Early on I knew something was a little off with my son. His speech was delayed right off the bat. I was living with my parents after my separation from my son's mother and my son and I were at the neighbor's house visiting. Later that week I got a call from someone at the school. Call it nosey or caring, the neighbor was concerned about my sons speech and had called them. I had just thought he wasn't learning words as fast as other kids his age. It was the first time I had thought something was wrong. At that point it was too early for school and I had no idea about autism spectrum disorder.
When he was about four I met my wife. She was from California and enjoys reading on the internet. She was the first person to bring up autism to me. We started researching and eventually got him diagnosed. Prior to that we knew there was a good chance he had autism because of his behavior in preschool. The elementary school gave him an assessment and a diagnosis of autism.
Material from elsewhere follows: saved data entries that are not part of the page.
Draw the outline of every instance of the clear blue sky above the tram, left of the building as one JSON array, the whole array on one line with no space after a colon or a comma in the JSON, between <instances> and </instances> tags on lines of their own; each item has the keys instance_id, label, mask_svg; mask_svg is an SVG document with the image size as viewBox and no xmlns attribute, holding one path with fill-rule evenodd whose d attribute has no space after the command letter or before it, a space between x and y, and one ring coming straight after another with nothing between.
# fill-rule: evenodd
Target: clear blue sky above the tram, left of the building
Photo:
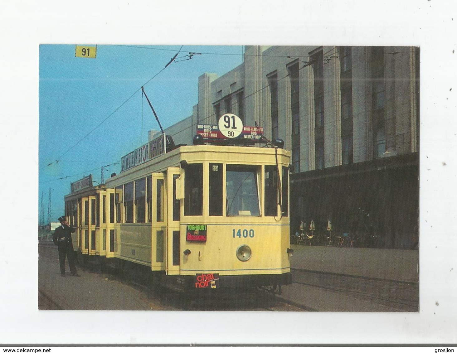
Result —
<instances>
[{"instance_id":1,"label":"clear blue sky above the tram, left of the building","mask_svg":"<svg viewBox=\"0 0 457 353\"><path fill-rule=\"evenodd\" d=\"M100 182L102 165L110 164L105 179L119 173L119 164L113 163L145 143L148 130L159 130L146 99L142 100L142 85L166 128L191 115L201 74L222 75L243 62L242 46L185 45L176 62L150 80L180 48L98 45L93 59L76 58L74 45L40 45L37 196L41 215L43 195L45 223L49 188L52 221L56 221L64 213L64 195L69 194L71 182L89 174ZM189 52L202 55L183 60Z\"/></svg>"}]
</instances>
Soon after that we started speech therapy for him which helped a ton.
Autism is a long road with ups and downs, trial and error and what works and what doesn't. Through the years he has been to cognitive behavioral therapy which worked a bit. Regular therapy, which again worked a little bit and by worked I should say he showed improvement. Many charts and signs, things we learned along the way. My wife was always reading about new things that helped other kids his age. Early on my son had troubles in school with his temper and blowing up which lead to me being at the school almost as much as him. Throwing chairs, water bottles and everything else. Swearing at classmates and whatnot.
My wife and I were stretched thin and thought there has to be more answers out there. We took him in to get another assessment as recommended by his therapist at about eight or nine when we got another shock. He saw a psychologist which then told us she thought he could have fetal alcohol spectrum disorder. I had not really thought of that either in the past but after the psychologist brought up some of his symptoms it made sense. So with the ASD and FASD diagnosis it was back to therapy and many tries with charts and pictures to help him along the way. By this time he was having bathroom issues, would lie about everything and anything, sneak treats and use of the tv and computer. School was calling more days than not. We had an IEP going but the school just wasn't following through.
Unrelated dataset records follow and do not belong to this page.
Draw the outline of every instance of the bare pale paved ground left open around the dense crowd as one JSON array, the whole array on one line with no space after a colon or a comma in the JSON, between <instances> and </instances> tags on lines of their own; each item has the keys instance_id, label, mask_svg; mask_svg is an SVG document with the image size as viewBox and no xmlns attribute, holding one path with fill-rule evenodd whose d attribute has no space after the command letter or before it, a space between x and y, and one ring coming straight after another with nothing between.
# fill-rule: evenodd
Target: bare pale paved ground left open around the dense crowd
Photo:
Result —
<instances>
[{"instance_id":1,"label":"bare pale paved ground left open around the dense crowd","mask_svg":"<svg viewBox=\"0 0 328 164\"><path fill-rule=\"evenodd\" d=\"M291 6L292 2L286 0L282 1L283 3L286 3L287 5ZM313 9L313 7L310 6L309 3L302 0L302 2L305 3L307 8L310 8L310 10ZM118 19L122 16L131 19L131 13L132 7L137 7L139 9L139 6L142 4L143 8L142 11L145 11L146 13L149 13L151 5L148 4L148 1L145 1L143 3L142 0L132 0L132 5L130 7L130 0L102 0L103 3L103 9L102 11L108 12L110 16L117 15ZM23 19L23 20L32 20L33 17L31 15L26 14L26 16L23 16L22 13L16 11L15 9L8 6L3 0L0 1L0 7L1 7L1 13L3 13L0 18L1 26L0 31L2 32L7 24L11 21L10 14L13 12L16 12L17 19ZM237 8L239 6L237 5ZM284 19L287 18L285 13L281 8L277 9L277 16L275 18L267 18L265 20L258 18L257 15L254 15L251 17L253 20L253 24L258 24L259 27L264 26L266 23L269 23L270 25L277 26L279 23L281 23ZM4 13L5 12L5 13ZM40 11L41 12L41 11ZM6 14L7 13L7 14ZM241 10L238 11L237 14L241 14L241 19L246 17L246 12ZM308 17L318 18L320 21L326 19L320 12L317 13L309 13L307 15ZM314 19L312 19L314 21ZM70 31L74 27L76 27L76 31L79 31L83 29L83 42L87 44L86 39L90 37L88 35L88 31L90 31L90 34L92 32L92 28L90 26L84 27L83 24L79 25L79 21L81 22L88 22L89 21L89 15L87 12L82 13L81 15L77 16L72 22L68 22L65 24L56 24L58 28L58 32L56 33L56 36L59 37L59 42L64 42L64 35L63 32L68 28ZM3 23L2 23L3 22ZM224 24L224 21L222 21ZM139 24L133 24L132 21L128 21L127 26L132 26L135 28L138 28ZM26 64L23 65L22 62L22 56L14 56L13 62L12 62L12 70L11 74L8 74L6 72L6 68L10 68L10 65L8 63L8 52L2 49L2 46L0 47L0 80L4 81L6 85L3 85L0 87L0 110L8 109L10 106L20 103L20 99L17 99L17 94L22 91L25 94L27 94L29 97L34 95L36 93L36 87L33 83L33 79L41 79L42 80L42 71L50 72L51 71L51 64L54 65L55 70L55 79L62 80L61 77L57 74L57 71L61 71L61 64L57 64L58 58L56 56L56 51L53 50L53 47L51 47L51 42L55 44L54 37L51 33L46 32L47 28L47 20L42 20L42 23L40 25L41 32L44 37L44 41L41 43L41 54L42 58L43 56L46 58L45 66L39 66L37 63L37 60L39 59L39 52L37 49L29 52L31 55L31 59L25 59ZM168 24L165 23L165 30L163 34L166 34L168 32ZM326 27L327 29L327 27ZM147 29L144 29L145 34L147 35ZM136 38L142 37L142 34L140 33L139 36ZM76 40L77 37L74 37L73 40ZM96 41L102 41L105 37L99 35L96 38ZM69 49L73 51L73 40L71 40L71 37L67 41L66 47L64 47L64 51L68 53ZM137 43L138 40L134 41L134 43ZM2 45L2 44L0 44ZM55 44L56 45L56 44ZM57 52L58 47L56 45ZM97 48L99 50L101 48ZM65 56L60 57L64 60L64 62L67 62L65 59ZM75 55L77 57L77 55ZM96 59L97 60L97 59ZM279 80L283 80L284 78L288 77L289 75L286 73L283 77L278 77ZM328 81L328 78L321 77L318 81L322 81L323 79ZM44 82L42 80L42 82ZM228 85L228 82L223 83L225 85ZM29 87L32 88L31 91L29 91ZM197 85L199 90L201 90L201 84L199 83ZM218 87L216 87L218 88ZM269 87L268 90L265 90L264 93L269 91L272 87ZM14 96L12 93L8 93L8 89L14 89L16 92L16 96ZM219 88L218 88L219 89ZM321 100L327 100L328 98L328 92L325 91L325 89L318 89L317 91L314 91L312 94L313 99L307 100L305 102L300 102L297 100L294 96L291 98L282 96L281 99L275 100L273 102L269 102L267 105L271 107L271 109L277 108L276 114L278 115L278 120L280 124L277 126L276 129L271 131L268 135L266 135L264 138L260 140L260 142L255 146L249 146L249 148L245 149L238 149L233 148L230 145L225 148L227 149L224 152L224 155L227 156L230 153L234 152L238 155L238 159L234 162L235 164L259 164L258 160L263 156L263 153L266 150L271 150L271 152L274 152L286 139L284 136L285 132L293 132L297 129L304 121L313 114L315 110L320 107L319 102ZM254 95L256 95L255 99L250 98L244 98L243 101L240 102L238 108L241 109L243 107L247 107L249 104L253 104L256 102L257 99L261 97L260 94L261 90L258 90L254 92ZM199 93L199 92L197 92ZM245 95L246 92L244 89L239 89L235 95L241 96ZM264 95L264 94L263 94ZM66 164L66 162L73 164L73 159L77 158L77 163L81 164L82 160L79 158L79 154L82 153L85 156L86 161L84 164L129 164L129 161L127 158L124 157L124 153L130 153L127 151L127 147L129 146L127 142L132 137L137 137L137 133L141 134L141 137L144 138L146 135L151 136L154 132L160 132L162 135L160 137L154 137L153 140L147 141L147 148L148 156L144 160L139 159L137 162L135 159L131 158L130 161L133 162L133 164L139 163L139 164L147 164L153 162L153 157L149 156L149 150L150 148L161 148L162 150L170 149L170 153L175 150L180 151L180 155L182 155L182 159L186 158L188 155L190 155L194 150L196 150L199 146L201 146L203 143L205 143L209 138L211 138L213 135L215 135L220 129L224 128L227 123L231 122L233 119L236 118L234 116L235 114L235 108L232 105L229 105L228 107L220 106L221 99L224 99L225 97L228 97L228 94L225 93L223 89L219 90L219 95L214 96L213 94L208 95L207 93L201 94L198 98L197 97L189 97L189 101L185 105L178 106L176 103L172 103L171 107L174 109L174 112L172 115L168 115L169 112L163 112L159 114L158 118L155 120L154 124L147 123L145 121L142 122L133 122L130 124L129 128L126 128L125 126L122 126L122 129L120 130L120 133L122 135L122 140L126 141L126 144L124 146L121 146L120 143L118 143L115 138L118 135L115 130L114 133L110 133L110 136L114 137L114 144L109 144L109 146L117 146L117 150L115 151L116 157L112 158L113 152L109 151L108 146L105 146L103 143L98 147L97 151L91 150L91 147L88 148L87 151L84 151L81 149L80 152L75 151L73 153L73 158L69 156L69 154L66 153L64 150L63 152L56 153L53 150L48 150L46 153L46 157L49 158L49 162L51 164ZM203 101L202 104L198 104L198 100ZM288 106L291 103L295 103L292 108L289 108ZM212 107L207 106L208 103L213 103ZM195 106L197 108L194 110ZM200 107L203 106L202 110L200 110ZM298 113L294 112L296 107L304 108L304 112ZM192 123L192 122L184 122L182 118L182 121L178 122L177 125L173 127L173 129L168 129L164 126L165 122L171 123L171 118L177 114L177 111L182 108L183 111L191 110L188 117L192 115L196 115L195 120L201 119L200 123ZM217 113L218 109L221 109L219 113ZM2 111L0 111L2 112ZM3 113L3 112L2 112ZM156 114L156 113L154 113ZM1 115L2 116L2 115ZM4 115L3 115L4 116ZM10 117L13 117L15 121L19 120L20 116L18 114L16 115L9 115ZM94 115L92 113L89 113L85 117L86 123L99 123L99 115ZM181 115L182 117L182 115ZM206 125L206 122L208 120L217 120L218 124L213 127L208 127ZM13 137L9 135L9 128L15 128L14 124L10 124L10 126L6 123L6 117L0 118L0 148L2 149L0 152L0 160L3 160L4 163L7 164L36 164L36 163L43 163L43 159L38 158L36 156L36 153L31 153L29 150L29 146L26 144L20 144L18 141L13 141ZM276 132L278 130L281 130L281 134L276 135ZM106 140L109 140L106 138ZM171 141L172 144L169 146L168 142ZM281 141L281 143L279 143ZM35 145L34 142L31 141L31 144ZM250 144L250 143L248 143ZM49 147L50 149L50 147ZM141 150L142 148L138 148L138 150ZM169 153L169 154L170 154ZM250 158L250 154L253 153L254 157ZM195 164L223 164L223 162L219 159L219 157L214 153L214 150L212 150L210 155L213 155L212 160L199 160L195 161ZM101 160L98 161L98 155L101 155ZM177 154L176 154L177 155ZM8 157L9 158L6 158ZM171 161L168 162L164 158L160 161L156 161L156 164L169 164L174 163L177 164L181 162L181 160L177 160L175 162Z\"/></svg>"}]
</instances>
During this time we also had a house fire and my wife got laid off of her job of eight years. It was rough to say the least. I started drinking more which just complicated things. I was depressed and it seemed like everyday was filled with drama and heartache. My son's mom wasn't always attentive to his special needs when he would visit her and we were at constant battles with her. My poor wife didn't know she signed up for all of this. Many tearful nights and hopeless feelings.
After the fire we moved and my wife found another job. We started to get a better grasp on how to help my son. Eventually we decide on doing online schooling since his grades were hurting in school and nothing was getting better. The school was not accommodating his needs. Homeschooling was great, we moved at our own pace and he had very few distractions. After a stumble or two adjusting to school on the computer he really started to flourish. His last report card was straight A's which I never could have imagined before. We had problems with him playing games and watching videos during school but got a handle on that.
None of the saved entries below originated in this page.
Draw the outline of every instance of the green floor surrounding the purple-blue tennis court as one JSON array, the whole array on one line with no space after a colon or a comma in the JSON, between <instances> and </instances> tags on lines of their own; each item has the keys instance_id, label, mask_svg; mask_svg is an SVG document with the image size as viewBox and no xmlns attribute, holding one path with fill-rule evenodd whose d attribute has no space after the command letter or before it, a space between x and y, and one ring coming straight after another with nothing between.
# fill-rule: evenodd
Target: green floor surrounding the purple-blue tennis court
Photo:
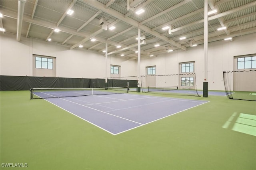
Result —
<instances>
[{"instance_id":1,"label":"green floor surrounding the purple-blue tennis court","mask_svg":"<svg viewBox=\"0 0 256 170\"><path fill-rule=\"evenodd\" d=\"M256 102L186 98L210 102L114 136L29 91L1 91L0 168L255 170Z\"/></svg>"}]
</instances>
I went to outpatient treatment for my alcohol addiction and I've been sober for six months. Yes there are still bad days, but just as many good ones as of late. We are all working together to come up with strategies to help him and talking out problems instead of yelling. Life has been pretty good lately and with the launch of this website I find myself busy and content.
All I can say to parents with children newly diagnosed with ASD or FASD is that it's a long road but you do start to see changes and strategies do start to work. Let things happen slowly which is easier said than done. My son used a daily planner which took probably 3-4 years of trial and error to get it down. My wife has been amazingly patient through everything and I love her and my son dearly!